BELFAST, Maine — A Maine military veteran will oversee the resting place of more than 9,386 American servicemen killed during the Allied invasion of France that helped turn the tide of World War II.
On June 6, the 73rd anniversary of D-Day, Scott Desjardins, a Madawaska native and former U.S. Army cavalry scout and tank crewman, starts his new job as superintendent of the Normandy American Cemetery and Memorial.
“I consider myself still serving,” Desjardins said in an email. “But I now serve those who served and gave all. It is important to remember the sacrifice these service members made and to keep their stories fresh.”

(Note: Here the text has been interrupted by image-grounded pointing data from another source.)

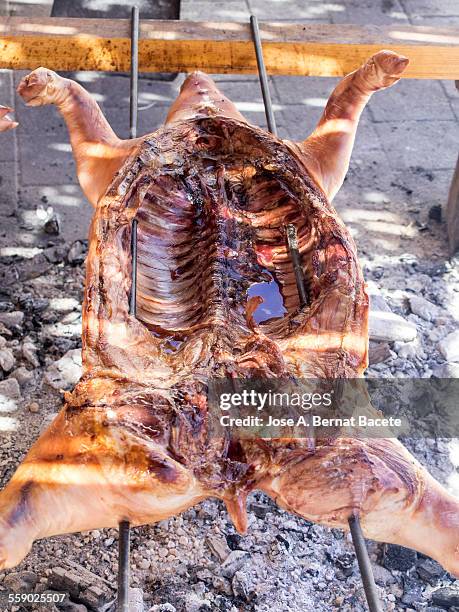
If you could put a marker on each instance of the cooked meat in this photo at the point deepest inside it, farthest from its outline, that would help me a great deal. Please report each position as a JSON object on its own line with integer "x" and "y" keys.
{"x": 216, "y": 297}
{"x": 6, "y": 123}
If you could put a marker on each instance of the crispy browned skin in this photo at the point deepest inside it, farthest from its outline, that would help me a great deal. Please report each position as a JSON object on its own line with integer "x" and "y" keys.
{"x": 212, "y": 196}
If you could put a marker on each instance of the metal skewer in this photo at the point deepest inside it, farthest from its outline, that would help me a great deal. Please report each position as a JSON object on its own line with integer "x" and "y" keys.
{"x": 292, "y": 241}
{"x": 133, "y": 296}
{"x": 124, "y": 549}
{"x": 124, "y": 542}
{"x": 263, "y": 76}
{"x": 361, "y": 551}
{"x": 366, "y": 571}
{"x": 134, "y": 93}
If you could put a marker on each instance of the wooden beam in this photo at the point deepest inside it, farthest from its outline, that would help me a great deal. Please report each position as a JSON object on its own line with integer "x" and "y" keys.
{"x": 220, "y": 47}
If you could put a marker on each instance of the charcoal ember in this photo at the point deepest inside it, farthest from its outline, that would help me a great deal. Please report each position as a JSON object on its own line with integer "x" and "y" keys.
{"x": 412, "y": 592}
{"x": 446, "y": 597}
{"x": 399, "y": 558}
{"x": 235, "y": 560}
{"x": 52, "y": 226}
{"x": 435, "y": 213}
{"x": 378, "y": 352}
{"x": 12, "y": 320}
{"x": 260, "y": 510}
{"x": 25, "y": 269}
{"x": 233, "y": 539}
{"x": 30, "y": 303}
{"x": 344, "y": 562}
{"x": 56, "y": 254}
{"x": 219, "y": 546}
{"x": 22, "y": 375}
{"x": 77, "y": 253}
{"x": 429, "y": 570}
{"x": 242, "y": 587}
{"x": 7, "y": 360}
{"x": 21, "y": 582}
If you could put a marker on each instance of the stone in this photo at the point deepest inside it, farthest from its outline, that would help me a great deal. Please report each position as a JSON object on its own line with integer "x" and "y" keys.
{"x": 383, "y": 576}
{"x": 242, "y": 586}
{"x": 260, "y": 510}
{"x": 446, "y": 370}
{"x": 55, "y": 254}
{"x": 51, "y": 226}
{"x": 22, "y": 375}
{"x": 423, "y": 308}
{"x": 144, "y": 564}
{"x": 81, "y": 584}
{"x": 435, "y": 213}
{"x": 135, "y": 600}
{"x": 390, "y": 327}
{"x": 61, "y": 332}
{"x": 449, "y": 346}
{"x": 429, "y": 570}
{"x": 7, "y": 360}
{"x": 29, "y": 352}
{"x": 29, "y": 303}
{"x": 218, "y": 546}
{"x": 34, "y": 407}
{"x": 65, "y": 372}
{"x": 446, "y": 597}
{"x": 378, "y": 352}
{"x": 399, "y": 558}
{"x": 235, "y": 560}
{"x": 377, "y": 302}
{"x": 21, "y": 582}
{"x": 407, "y": 350}
{"x": 10, "y": 395}
{"x": 412, "y": 592}
{"x": 12, "y": 320}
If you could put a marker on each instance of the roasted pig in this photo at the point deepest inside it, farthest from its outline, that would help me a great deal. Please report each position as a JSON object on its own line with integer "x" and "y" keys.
{"x": 212, "y": 196}
{"x": 6, "y": 123}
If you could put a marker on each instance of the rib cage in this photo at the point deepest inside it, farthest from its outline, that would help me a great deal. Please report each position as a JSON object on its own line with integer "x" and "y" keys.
{"x": 204, "y": 191}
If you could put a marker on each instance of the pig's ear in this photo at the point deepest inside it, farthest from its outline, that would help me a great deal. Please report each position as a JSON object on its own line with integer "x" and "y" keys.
{"x": 6, "y": 123}
{"x": 199, "y": 92}
{"x": 328, "y": 149}
{"x": 98, "y": 152}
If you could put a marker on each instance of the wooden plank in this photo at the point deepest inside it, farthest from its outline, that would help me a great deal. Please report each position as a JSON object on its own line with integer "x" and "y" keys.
{"x": 452, "y": 212}
{"x": 221, "y": 47}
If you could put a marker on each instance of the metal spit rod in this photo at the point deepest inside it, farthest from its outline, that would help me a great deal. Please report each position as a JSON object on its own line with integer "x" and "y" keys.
{"x": 263, "y": 76}
{"x": 364, "y": 562}
{"x": 361, "y": 551}
{"x": 124, "y": 551}
{"x": 124, "y": 541}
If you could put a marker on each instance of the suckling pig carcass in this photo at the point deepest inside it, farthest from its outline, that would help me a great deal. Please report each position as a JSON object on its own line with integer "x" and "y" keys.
{"x": 212, "y": 195}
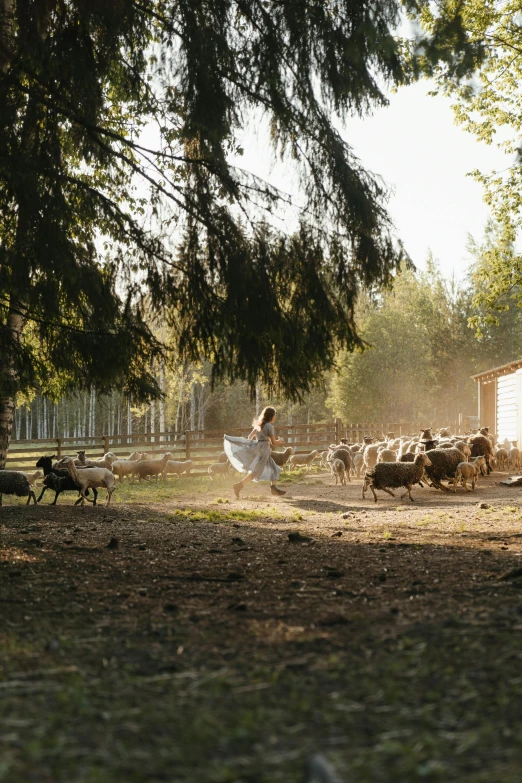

In his new post, he’ll oversee the best-known and most-visited overseas American cemetery, which draws more than 1 million visitors each year. He’ll manage a 10-person horticulture crew, a mechanic, mason and administrative assistant, all responsible for maintaining the immaculate 172-acre site. He’ll also represent the company at local D-Day commemorations, run interpretive tours and work with area historical groups and embassies.
An estimated 2,500 Americans died during the D-Day landings, when the Allies stormed the beaches of France, gaining the foothold that ultimately would allow them to push Nazi forces out of France. Thousands more soldiers died as Allied forces pushed through France on their way to liberate Paris.
The first American cemetery on European soil was established two days after the invasion in the village of Colleville-sur-Mer, perched on a bluff overlooking Omaha Beach, the deadliest of the D-Day landing sites. It later became known as the Normandy American Cemetery.
Desjardins, a 1977 Madawaska High School graduate, entered the Army after school and retired after 20 years, some of which he spent stationed in Korea, Saudi Arabia and Kuwait. After his military career ended, he spent 10 years working for a Kentucky company that made industrial lifts and hoists.
A decade ago, he took a job as assistant superintendent of the Meuse Argonne Cemetery in Romagne-sous Montfaucon, France, a World War I burial site near Verdun, through the American Battle Monuments Commission. The commission is responsible for maintaining America’s 26 overseas military cemeteries and monuments. He went on to serve as superintendent of the Rhone American Cemetery in Draguignan, France, the burial site for soldiers killed in the southern invasion of France.
Growing up in a bilingual family on the Canadian border gave Desjardins the language skills he needed to work closely with local officials and tour groups visiting the cemeteries, he said.
In 2010, he was selected for his current post — superintendent of the American cemetery in Luxembourg, which commemorates the Battle of the Bulge and is the resting place of Gen. George S. Patton. Patton was buried in Luxembourg following a fatal car crash in December 1945, a few months after the war ended in Europe.
The Normandy site is considered the flagship among ABMC sites.
“I had set a goal for myself of being the Normandy American Cemetery superintendent by 2023,” Desjardins said. “I’m a bit early, but accept the challenge fully.”